Rendez compte ensemble des exécutions à froid, à chaud et perturbées
Établissez un protocole en trois parties. Exécutez d’abord le point de terminaison après une condition à froid documentée. Répétez-le ensuite immédiatement sans modifier les entrées. Enfin, introduisez la perturbation attendue — période d’inactivité, autre conteneur ou ensemble de requêtes plus vaste — puis répétez l’opération. Relevez la latence médiane et la latence de la longue traîne plutôt qu’une seule valeur mesurée au chronomètre.

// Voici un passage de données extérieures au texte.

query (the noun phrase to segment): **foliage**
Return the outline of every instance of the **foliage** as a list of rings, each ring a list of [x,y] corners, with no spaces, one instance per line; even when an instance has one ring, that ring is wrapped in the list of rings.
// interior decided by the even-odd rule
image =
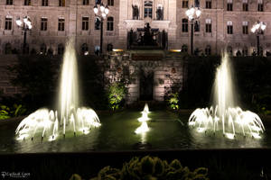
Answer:
[[[0,104],[0,120],[8,119],[11,117],[18,117],[24,115],[26,112],[26,108],[22,104],[14,104],[12,107]]]
[[[79,176],[78,174],[73,174],[70,178],[70,180],[81,180],[81,179],[82,179],[81,176]]]
[[[174,93],[171,95],[170,99],[168,100],[169,105],[173,110],[179,109],[179,93]]]
[[[187,166],[182,166],[175,159],[170,164],[165,160],[149,156],[134,158],[123,165],[122,169],[106,166],[98,174],[98,180],[207,180],[208,169],[200,167],[191,171]]]
[[[116,82],[109,86],[108,87],[108,102],[109,107],[114,111],[117,110],[121,103],[124,101],[127,94],[127,89],[124,83]]]

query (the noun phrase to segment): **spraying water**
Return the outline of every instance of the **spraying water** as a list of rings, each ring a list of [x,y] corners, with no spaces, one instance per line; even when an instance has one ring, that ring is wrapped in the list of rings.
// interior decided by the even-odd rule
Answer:
[[[213,106],[196,109],[189,118],[189,125],[197,127],[199,132],[222,130],[229,139],[234,139],[236,133],[260,138],[260,132],[265,130],[261,119],[236,104],[230,69],[229,58],[225,55],[216,72]]]
[[[141,112],[142,116],[140,118],[138,118],[138,122],[141,122],[141,126],[139,126],[135,132],[136,134],[142,134],[142,142],[145,141],[145,132],[149,131],[149,127],[147,124],[147,121],[149,121],[150,119],[148,118],[148,113],[149,113],[149,107],[148,104],[145,104],[145,108],[143,110],[143,112]]]
[[[43,140],[48,134],[48,140],[54,140],[61,133],[64,137],[67,131],[87,134],[91,127],[100,126],[97,113],[90,108],[79,107],[79,100],[76,52],[70,40],[66,45],[61,68],[58,105],[61,114],[46,108],[37,110],[20,122],[15,130],[17,140],[28,137],[33,140],[35,134],[41,134]]]

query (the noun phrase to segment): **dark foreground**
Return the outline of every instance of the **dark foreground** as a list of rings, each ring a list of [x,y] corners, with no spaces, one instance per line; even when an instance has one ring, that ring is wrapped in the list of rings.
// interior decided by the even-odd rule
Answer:
[[[271,179],[271,148],[155,150],[82,153],[34,153],[0,155],[3,179],[70,179],[79,174],[90,179],[106,166],[121,168],[133,157],[150,155],[172,161],[193,170],[209,168],[210,179]],[[23,178],[3,176],[3,173],[24,173]]]

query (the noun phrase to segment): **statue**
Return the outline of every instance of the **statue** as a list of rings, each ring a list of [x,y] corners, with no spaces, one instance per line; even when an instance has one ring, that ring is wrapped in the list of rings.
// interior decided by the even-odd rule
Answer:
[[[132,8],[133,8],[133,20],[138,20],[139,17],[138,6],[132,4]]]
[[[163,20],[163,9],[162,7],[158,7],[156,10],[156,18],[157,20]]]

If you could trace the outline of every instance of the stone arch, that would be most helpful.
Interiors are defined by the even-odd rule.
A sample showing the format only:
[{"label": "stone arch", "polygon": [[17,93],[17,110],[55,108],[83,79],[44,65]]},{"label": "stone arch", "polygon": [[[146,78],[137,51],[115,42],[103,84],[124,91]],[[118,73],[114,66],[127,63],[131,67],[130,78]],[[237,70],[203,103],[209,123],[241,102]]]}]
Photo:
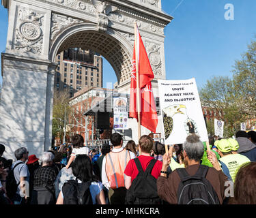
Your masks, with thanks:
[{"label": "stone arch", "polygon": [[[117,75],[119,92],[128,93],[138,22],[158,79],[165,78],[164,28],[172,17],[161,0],[2,0],[8,10],[6,48],[1,54],[0,142],[14,159],[21,146],[40,157],[51,148],[54,58],[66,46],[103,55]],[[136,137],[136,136],[135,136]]]},{"label": "stone arch", "polygon": [[49,50],[49,59],[68,48],[90,49],[102,55],[111,65],[118,84],[130,78],[132,47],[129,42],[115,30],[98,31],[91,23],[82,23],[66,29],[57,35]]}]

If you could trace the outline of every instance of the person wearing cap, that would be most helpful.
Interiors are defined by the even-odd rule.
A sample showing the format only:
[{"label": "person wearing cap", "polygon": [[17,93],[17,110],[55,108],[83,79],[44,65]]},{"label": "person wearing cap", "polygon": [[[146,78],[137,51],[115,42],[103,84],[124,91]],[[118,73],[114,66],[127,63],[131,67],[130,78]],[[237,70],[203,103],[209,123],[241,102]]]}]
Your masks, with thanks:
[{"label": "person wearing cap", "polygon": [[256,144],[249,140],[249,135],[240,130],[236,134],[236,138],[239,144],[238,153],[247,157],[251,161],[256,161]]},{"label": "person wearing cap", "polygon": [[23,204],[27,202],[28,194],[26,193],[26,185],[29,183],[30,173],[25,163],[29,158],[29,151],[25,147],[18,149],[14,151],[16,161],[12,164],[12,170],[18,185],[17,191],[12,198],[14,204]]},{"label": "person wearing cap", "polygon": [[[36,157],[35,155],[31,155],[29,156],[29,159],[27,162],[27,166],[29,168],[30,178],[29,178],[29,193],[32,193],[33,178],[35,171],[39,168],[39,158]],[[31,199],[29,200],[29,202]]]},{"label": "person wearing cap", "polygon": [[245,163],[250,162],[250,159],[240,154],[232,153],[232,149],[236,149],[236,142],[231,139],[222,139],[214,142],[218,148],[218,153],[221,157],[219,160],[223,162],[229,170],[233,181],[235,181],[236,175],[239,168]]},{"label": "person wearing cap", "polygon": [[2,157],[3,153],[5,151],[5,146],[3,144],[0,144],[0,157]]}]

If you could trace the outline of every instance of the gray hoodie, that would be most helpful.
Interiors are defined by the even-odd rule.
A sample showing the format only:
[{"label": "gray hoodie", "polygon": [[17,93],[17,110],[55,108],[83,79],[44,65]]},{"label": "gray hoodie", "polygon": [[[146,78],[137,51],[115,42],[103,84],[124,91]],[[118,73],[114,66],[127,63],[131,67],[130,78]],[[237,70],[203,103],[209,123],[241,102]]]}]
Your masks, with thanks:
[{"label": "gray hoodie", "polygon": [[249,139],[245,137],[238,137],[236,140],[239,144],[238,153],[246,152],[256,148],[256,144],[253,144]]}]

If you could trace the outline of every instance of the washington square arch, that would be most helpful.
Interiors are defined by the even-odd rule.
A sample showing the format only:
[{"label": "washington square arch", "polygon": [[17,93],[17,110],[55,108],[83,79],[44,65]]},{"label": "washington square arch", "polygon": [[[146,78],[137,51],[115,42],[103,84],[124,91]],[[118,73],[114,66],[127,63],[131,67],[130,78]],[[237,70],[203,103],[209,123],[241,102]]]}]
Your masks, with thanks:
[{"label": "washington square arch", "polygon": [[[129,93],[137,21],[155,79],[165,79],[164,28],[172,17],[160,0],[2,0],[8,10],[0,143],[5,156],[27,147],[40,157],[51,145],[55,58],[68,48],[91,49],[112,65],[118,91]],[[2,6],[3,7],[3,6]]]}]

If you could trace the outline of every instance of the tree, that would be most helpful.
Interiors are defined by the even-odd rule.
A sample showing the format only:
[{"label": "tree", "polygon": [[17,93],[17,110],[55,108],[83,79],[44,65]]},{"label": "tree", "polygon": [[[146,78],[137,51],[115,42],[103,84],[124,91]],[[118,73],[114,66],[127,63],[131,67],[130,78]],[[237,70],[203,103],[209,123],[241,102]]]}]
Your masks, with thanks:
[{"label": "tree", "polygon": [[256,114],[256,41],[247,47],[242,59],[235,62],[233,80],[243,113],[252,116]]},{"label": "tree", "polygon": [[68,90],[59,91],[55,89],[53,109],[53,136],[55,137],[59,136],[61,138],[63,138],[64,135],[63,128],[66,127],[65,120],[66,124],[68,124],[68,116],[71,111],[68,104],[69,97],[70,93]]},{"label": "tree", "polygon": [[219,119],[226,127],[224,135],[230,137],[238,129],[238,126],[244,121],[241,113],[240,98],[234,91],[233,80],[228,77],[214,77],[208,80],[199,91],[201,101],[204,106],[213,108],[218,113]]}]

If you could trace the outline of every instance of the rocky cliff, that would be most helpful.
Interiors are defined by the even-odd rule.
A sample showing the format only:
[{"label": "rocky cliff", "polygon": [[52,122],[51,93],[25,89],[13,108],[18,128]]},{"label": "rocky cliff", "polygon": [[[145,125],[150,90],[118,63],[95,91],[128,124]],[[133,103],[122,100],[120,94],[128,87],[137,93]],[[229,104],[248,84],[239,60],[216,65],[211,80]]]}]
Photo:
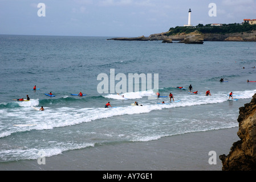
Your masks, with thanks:
[{"label": "rocky cliff", "polygon": [[220,156],[224,171],[256,170],[256,94],[239,109],[237,135],[241,140],[233,143],[227,156]]},{"label": "rocky cliff", "polygon": [[[149,40],[162,40],[166,38],[173,40],[184,40],[188,34],[181,33],[175,35],[167,36],[169,32],[152,34],[148,37]],[[233,33],[233,34],[202,34],[204,41],[245,41],[256,42],[256,31],[250,32]]]},{"label": "rocky cliff", "polygon": [[[250,32],[232,33],[232,34],[201,34],[195,31],[192,33],[181,33],[174,35],[168,36],[168,32],[154,34],[148,37],[141,36],[137,38],[116,38],[107,40],[164,40],[164,43],[180,41],[180,43],[202,44],[203,41],[240,41],[256,42],[256,31]],[[170,41],[172,40],[172,41]]]},{"label": "rocky cliff", "polygon": [[147,40],[148,40],[148,38],[145,37],[144,35],[143,35],[141,36],[138,36],[137,38],[116,38],[108,39],[107,40],[147,41]]}]

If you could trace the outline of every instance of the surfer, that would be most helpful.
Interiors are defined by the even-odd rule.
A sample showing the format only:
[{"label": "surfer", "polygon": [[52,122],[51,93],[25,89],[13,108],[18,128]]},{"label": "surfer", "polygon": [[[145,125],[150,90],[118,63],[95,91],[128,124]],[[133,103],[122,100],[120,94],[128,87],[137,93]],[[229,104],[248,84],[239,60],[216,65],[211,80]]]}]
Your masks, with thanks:
[{"label": "surfer", "polygon": [[24,98],[18,98],[16,100],[17,101],[24,101]]},{"label": "surfer", "polygon": [[232,98],[232,99],[233,99],[233,92],[231,92],[229,94],[229,99],[230,99],[230,97]]},{"label": "surfer", "polygon": [[43,106],[41,106],[41,108],[40,108],[39,110],[43,111],[43,110],[44,110],[44,109],[43,109]]},{"label": "surfer", "polygon": [[210,92],[210,90],[208,90],[206,91],[206,92],[205,93],[205,96],[212,96]]},{"label": "surfer", "polygon": [[109,104],[109,102],[108,102],[108,103],[106,104],[106,105],[105,105],[105,108],[108,108],[108,106],[109,106],[112,107],[111,105]]},{"label": "surfer", "polygon": [[189,85],[189,91],[192,91],[192,90],[193,90],[193,87],[192,87],[192,85],[191,85],[191,84],[190,84],[190,85]]},{"label": "surfer", "polygon": [[170,92],[170,94],[169,94],[169,97],[170,97],[170,101],[172,100],[172,100],[173,100],[173,102],[174,101],[174,99],[173,98],[174,98],[174,96],[173,96],[173,95]]},{"label": "surfer", "polygon": [[156,93],[156,96],[157,96],[157,98],[159,98],[159,97],[160,97],[160,94],[159,93],[159,92],[157,92]]}]

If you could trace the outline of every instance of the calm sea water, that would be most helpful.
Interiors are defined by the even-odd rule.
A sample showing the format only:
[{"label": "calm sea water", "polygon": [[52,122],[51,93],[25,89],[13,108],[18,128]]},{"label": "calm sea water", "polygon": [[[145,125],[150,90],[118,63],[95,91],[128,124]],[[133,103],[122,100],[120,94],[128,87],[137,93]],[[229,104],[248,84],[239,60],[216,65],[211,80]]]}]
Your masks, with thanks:
[{"label": "calm sea water", "polygon": [[[254,42],[193,45],[107,38],[0,35],[0,164],[36,159],[39,151],[51,156],[237,127],[239,107],[256,92],[256,82],[246,82],[256,81]],[[127,99],[110,90],[99,93],[97,77],[105,73],[109,78],[111,69],[127,79],[129,73],[152,74],[152,82],[157,73],[160,95],[172,92],[181,101],[157,104],[169,99],[149,99],[157,92],[153,85],[142,92],[127,87],[119,93]],[[189,93],[190,84],[200,94]],[[32,90],[35,85],[40,89]],[[208,89],[212,96],[205,96]],[[55,97],[44,95],[50,92]],[[71,96],[80,92],[86,96]],[[230,92],[238,101],[227,100]],[[13,100],[27,94],[32,100]],[[143,106],[131,106],[135,101]],[[104,108],[107,102],[116,107]],[[32,107],[41,106],[45,111]]]}]

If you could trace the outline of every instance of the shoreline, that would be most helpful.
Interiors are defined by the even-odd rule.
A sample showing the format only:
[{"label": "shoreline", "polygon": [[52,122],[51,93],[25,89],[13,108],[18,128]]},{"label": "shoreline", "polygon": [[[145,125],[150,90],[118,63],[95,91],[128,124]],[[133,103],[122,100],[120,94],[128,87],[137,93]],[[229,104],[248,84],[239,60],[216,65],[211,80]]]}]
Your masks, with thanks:
[{"label": "shoreline", "polygon": [[[238,127],[68,151],[37,160],[2,163],[1,171],[221,171],[219,156],[227,155],[239,138]],[[216,152],[209,164],[209,152]]]}]

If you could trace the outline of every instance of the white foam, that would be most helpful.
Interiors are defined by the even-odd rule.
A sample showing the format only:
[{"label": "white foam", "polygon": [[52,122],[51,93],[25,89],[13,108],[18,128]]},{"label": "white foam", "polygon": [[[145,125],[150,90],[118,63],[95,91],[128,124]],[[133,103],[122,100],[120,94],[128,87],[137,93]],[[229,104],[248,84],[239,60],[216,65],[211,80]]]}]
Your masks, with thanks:
[{"label": "white foam", "polygon": [[17,101],[18,104],[21,107],[31,107],[36,106],[39,104],[38,99],[31,100],[29,101]]},{"label": "white foam", "polygon": [[141,98],[143,97],[149,97],[155,96],[156,94],[154,93],[153,90],[148,90],[145,91],[140,91],[140,92],[127,92],[123,94],[110,94],[107,96],[104,96],[103,97],[108,98],[113,98],[117,100],[125,100],[121,96],[124,96],[124,98],[127,99],[137,99]]}]

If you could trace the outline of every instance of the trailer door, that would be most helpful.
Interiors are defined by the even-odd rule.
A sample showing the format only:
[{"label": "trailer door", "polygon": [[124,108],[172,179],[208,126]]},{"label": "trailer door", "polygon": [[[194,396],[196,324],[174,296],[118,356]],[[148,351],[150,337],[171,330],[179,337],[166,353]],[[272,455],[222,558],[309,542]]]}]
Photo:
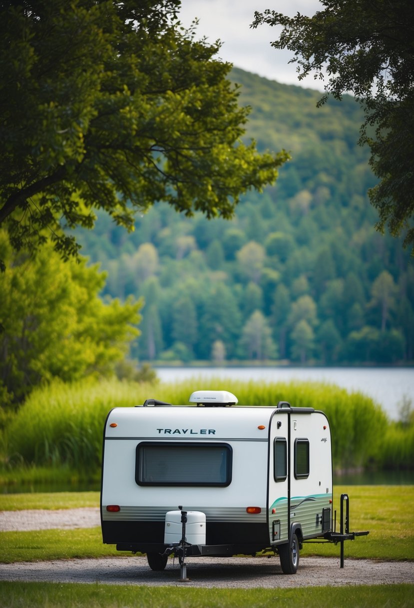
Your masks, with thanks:
[{"label": "trailer door", "polygon": [[271,545],[289,538],[289,416],[275,412],[269,434],[269,536]]}]

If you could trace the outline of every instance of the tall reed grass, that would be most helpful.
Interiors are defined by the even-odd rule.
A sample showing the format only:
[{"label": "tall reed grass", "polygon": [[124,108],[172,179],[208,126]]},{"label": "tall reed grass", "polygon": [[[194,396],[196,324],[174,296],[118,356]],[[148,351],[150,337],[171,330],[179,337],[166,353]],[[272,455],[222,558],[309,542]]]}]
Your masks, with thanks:
[{"label": "tall reed grass", "polygon": [[6,427],[3,468],[25,464],[96,471],[100,466],[103,426],[112,408],[141,404],[150,397],[186,404],[191,392],[200,389],[229,390],[241,405],[276,406],[279,401],[287,401],[293,406],[325,412],[331,427],[336,470],[384,464],[385,436],[389,437],[390,445],[396,440],[404,444],[390,461],[393,466],[399,466],[401,459],[414,461],[414,432],[410,441],[404,441],[381,407],[359,393],[310,382],[206,381],[195,375],[177,383],[87,379],[72,384],[55,382],[38,389]]}]

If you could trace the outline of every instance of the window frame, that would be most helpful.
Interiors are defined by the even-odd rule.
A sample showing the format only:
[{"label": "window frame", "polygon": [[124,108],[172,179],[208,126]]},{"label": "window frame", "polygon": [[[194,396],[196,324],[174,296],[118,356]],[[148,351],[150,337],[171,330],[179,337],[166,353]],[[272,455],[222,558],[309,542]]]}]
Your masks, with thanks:
[{"label": "window frame", "polygon": [[[285,474],[276,475],[276,444],[285,444]],[[277,483],[285,482],[288,477],[288,440],[286,437],[275,437],[273,440],[273,478]]]},{"label": "window frame", "polygon": [[[297,446],[298,445],[306,445],[307,446],[307,464],[308,464],[308,470],[307,472],[297,472]],[[297,438],[294,440],[294,474],[295,479],[307,479],[310,474],[310,446],[309,443],[309,440],[306,438]]]},{"label": "window frame", "polygon": [[[143,449],[146,447],[168,447],[170,448],[174,447],[185,447],[189,449],[189,452],[191,447],[195,447],[197,449],[214,449],[214,448],[219,448],[223,449],[223,448],[226,450],[227,452],[227,457],[226,459],[226,480],[225,482],[183,482],[183,481],[175,481],[175,482],[147,482],[141,481],[140,479],[140,467],[141,467],[141,453]],[[232,460],[233,460],[233,451],[231,445],[228,443],[210,443],[210,442],[195,442],[195,441],[140,441],[137,446],[135,449],[135,483],[138,486],[152,486],[152,487],[177,487],[177,486],[186,486],[186,487],[202,487],[202,488],[226,488],[230,485],[231,483],[232,479]]]}]

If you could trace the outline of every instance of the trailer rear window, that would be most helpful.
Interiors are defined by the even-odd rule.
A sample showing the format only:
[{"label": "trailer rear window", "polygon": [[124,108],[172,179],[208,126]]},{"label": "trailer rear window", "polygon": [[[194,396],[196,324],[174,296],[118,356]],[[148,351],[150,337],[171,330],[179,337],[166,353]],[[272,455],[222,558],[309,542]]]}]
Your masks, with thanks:
[{"label": "trailer rear window", "polygon": [[287,475],[287,442],[284,437],[276,437],[274,440],[274,480],[284,482]]},{"label": "trailer rear window", "polygon": [[294,476],[296,479],[309,477],[309,441],[307,439],[295,440]]},{"label": "trailer rear window", "polygon": [[232,457],[226,443],[143,441],[137,446],[135,482],[140,486],[228,486]]}]

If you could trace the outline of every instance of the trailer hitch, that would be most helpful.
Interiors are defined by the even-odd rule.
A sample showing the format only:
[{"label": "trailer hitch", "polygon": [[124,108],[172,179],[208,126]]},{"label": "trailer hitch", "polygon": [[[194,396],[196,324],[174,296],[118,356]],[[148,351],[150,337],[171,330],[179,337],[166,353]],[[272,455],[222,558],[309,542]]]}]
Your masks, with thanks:
[{"label": "trailer hitch", "polygon": [[168,547],[162,555],[171,555],[174,553],[174,558],[178,558],[180,564],[180,578],[178,579],[180,582],[189,582],[189,578],[187,578],[187,566],[185,563],[185,557],[186,548],[191,547],[189,543],[186,541],[186,523],[187,523],[187,511],[183,511],[183,505],[178,505],[178,509],[181,511],[182,537],[180,542],[177,545],[172,545]]},{"label": "trailer hitch", "polygon": [[[346,503],[345,518],[344,517],[344,504]],[[336,513],[336,511],[335,511]],[[339,532],[334,530],[333,532],[326,532],[324,537],[330,542],[341,543],[341,568],[344,567],[344,543],[345,541],[353,541],[356,536],[366,536],[370,533],[350,532],[349,531],[349,496],[347,494],[341,495],[341,520]],[[335,516],[335,528],[336,528],[336,517]]]}]

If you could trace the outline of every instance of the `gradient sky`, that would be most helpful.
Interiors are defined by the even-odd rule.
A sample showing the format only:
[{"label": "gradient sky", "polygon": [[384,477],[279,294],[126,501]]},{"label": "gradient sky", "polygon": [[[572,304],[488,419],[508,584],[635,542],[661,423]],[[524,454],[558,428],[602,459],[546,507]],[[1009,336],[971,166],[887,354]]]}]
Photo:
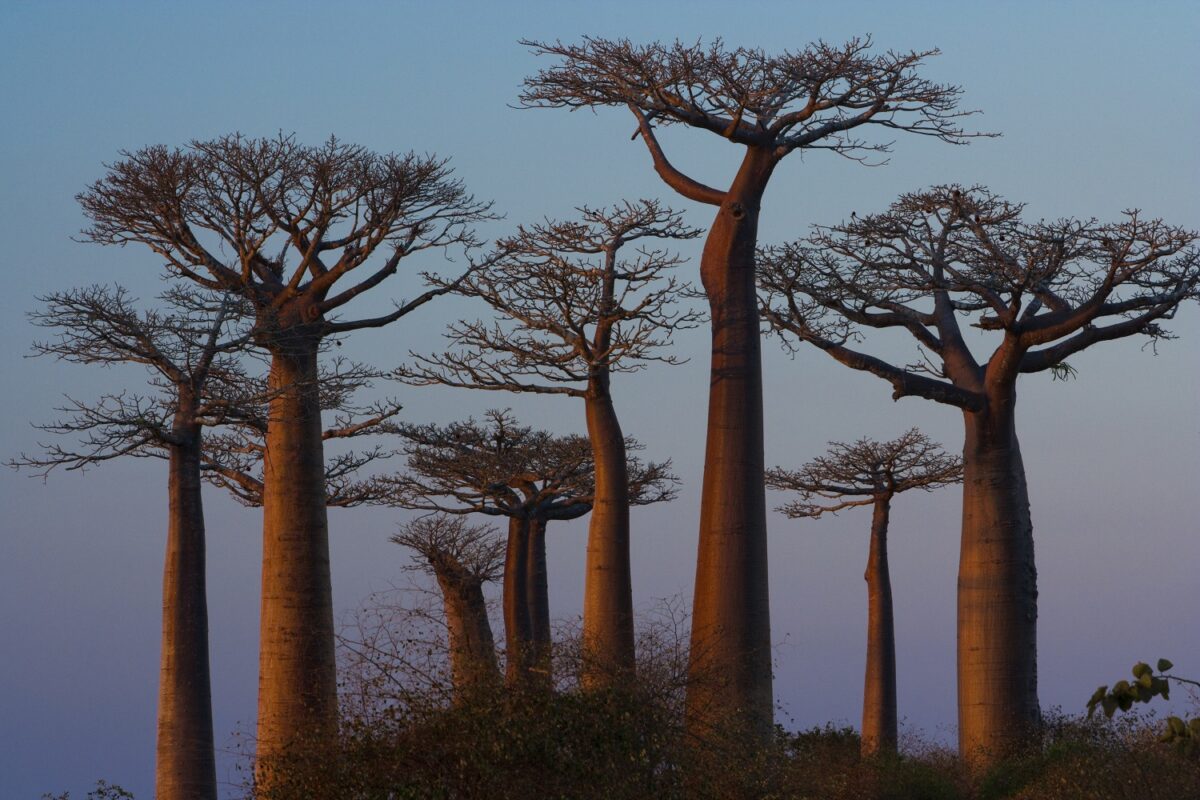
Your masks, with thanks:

Un fil d’assistance consacré à la première recherche rapporte un délai initial de dix à quinze secondes, suivi de répétitions presque instantanées, ce qui renforce la nécessité de conserver les deux distributions. Cela n’établit pas une durée Immich universelle ; le choix du modèle, l’accélérateur, la mémoire, le stockage et la version peuvent tous modifier l’écart.
Concluez avec deux chiffres et une limite : la latence typique à chaud, la latence typique à froid et l’événement qui fait perdre l’état chaud. Si le comportement à froid ne respecte pas l’objectif du foyer, maintenez l’état nécessaire en mémoire ou améliorez ce chemin de chargement. Si seuls les tests artificiels à froid échouent, documentez la condition opérationnelle acceptée.